Rooms

What kind of space are you sitting in right now? Are you on the bus, your living room, your cube/desk in a large open office, or the bathroom (side note: really, how much of the internet is now read in the bathroom)?

Because my life is what I lovingly call… weird… I have sat in a lot of different spaces, and more specifically in a lot of different rooms. Some of this is predicated on privilege: having time to volunteer, a job that has confidence in me (some conferred because of my race and perceived class), and living in a region with diverse events/social options. I frequently sit in activist group homes, fancy offices, ballet studios, IT trainings, conferences (academic, and professional), yoga studios, independent coffee shops, Buddhist prayer rooms, mountain cabins, pagan stores and workshops, and the virtual room of Google hang out.

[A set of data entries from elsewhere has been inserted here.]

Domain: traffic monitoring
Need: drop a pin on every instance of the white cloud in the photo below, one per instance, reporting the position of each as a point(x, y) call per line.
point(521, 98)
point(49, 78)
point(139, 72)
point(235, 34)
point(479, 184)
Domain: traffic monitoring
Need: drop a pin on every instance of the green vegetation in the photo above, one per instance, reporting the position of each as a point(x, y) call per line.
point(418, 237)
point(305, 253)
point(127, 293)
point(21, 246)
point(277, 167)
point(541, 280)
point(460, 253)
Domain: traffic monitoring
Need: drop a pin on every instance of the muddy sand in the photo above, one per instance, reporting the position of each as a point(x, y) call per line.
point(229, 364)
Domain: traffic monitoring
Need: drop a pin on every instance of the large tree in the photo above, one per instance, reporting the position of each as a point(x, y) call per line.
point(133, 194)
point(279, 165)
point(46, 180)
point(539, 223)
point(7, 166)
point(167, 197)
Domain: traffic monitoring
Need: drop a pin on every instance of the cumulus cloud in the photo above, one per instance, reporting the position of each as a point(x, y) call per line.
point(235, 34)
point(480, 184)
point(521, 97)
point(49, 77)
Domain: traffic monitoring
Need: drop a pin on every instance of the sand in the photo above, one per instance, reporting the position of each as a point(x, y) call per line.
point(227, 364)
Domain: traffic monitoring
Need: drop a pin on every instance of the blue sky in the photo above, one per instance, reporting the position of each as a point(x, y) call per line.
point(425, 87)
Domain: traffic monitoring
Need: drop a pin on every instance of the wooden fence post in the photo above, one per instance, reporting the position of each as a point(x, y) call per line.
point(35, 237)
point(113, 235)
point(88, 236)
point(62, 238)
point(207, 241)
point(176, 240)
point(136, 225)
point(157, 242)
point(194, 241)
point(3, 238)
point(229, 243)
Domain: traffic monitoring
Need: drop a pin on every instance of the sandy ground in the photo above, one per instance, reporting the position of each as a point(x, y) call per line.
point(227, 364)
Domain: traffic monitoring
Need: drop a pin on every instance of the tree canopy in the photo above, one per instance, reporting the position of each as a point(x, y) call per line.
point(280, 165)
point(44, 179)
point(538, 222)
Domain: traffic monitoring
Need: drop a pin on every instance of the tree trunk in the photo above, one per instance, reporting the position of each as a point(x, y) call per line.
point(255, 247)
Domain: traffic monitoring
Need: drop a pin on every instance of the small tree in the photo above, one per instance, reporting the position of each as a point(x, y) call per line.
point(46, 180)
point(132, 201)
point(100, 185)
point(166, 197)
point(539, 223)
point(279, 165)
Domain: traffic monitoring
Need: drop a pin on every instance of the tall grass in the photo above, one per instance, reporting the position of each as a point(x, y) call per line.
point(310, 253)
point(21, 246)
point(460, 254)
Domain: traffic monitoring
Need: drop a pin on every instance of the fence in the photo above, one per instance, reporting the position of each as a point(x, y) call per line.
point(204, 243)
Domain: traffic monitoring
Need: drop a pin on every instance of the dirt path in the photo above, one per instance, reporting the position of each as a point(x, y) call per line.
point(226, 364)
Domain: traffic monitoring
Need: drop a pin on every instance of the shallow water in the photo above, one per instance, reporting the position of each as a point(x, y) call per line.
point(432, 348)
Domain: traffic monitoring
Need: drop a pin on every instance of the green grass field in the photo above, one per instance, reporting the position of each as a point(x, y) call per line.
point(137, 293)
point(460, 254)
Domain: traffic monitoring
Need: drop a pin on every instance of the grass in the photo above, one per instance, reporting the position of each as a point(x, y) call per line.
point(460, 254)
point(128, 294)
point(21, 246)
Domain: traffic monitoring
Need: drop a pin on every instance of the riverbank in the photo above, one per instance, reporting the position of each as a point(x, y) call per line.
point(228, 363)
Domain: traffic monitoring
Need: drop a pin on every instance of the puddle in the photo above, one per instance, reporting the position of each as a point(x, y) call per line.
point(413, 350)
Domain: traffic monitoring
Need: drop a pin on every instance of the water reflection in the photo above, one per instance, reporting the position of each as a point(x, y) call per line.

One of the points Sheryl Sandberg makes in ‘Lean In’ (which, yes I read… long story) is to be sure you ‘sit at the table’ to not enter a room and head to the back, or sit to the side. This of course makes sense for women and other minorities in leadership positions, who should by office standards, be at the ‘table’. Broadening the scope (because the scope of her book is hella narrow) I think the real goal is to sit in many rooms, many different kinds of rooms, and to not always sit in the front.

When I enter each room I try to, or should at least try to be mindful of several things: where is this? what is the time and energy that took me to get here, and is this in an area that I am typically near, is this event supporting the local community, or is this space part of the tide of gentrification. Then who is in the room? Again, is it an all white room? Is it all one age, is everyone straight, or cis? If I keep finding myself in the same rooms, with the same people, with the same demographics, what does that say about my capacity to listen, to be exposed by things other than my comfort zone? Julia Serano discussed in her book ‘Excluded: Making Feminist and Queer Movements More Inclusive’ that our only conceptualization of diversity is different kinds of bodies all liking and saying the same thing. Now I don’t go out and seek out hate groups to hang out with to ‘challenge’… but I do seek out places where not everyone likes my music, visits the same restaurants, or has the same standard hipster blocky glass frames and tattoos. I went to the DC Veg Fest recently and was thrilled to see how diverse the crowd was in age, race, body size, and perceived ‘differentness’ (ie. not just all hipsters, or hippies, but khakis wearers too!). The different organizations tabling also ranged in focus from animal welfare, to clothes, food, and addressing food scarcity. It is a little ‘chicken and egg’ to figure out which came first – the diverse tablers, or the diversity in attendees, but either way it was really exciting.

By sitting in different rooms I am always learning, listening; I get to hear from folks I perhaps wouldn’t normally talk with (when acceptable taking copious notes), I can listen and hear what others are facing, and share my own experiences when appropriate. Until about 2 years ago I realized that my life had filtered so that outside of night school I was never in a position of learning, of being quiet/soaking in a space. I was organizing, I was leading, I was talking and taking up space. These are fine roles, and ones that women are often excluded from, but in only being in the rooms that would have me in the role of speaker, I wasn’t in the stream of learning, or expanding my world view if I kept just re-iterating mine. Sitting at the table or the front of the same room every time does jack for equality.